BY EMILY MIBACH
Daily Post Staff Writer
The Redwood City Council tonight (Oct. 24) unanimously approved a temporary moratorium on gun stores after residents raised concerns about the proximity of one to Roosevelt Elementary.
A firearms retailer, Dumpling Defense, has filed to open a store at Roosevelt Plaza, 2107-2193 Roosevelt Ave., down the street from the K-8 school and a library.
Another gun store has inquired with the city about locating at 648 El Camino Real, not far from Sequoia High School.
Before tonight’s meeting, the city had received about 50 emails. All but three emails were in support of the moratorium.
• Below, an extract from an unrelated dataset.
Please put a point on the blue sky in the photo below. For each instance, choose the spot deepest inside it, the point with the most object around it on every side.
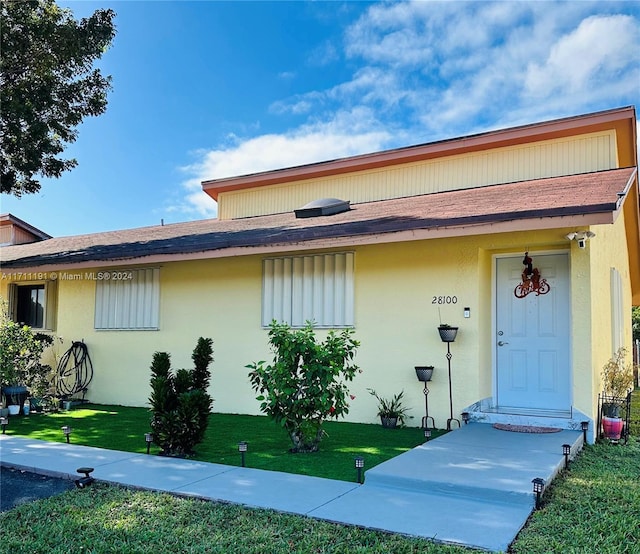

At tonight’s meeting, comments from the 26 speakers in person and via Zoom were evenly split.
Roosevelt Plaza owner Maria Rutenburg, who would be Dumpling Defense’s landlady, told the council to “be careful” as the 2nd Amendment is “sacred to a lot of people.” She also said this issue is “inviting litigation” and could bring a national eye to Redwood City.
Rutenburg played a role in getting the city’s Black Lives Matter mural removed from Broadway in 2020 by asking to install a “MAGA 2020” mural. She went on Fox News to tout her success afterward.
She was also present at the Jan. 6, 2021, Capitol riots, which she described to NBC Bay Area.
Others who opposed the moratorium said having a gun is the best way to defend yourself. Cheryl Rick said as a senior citizen who is Asian and female, she thinks having a gun store in Redwood City is necessary.
Tina Mercer, the principal of Roosevelt School, advocated for the moratorium. She said many of her students go to Roosevelt Plaza after school for ice cream or pizza, and does not think a gun store belongs among the shops her school’s students frequent.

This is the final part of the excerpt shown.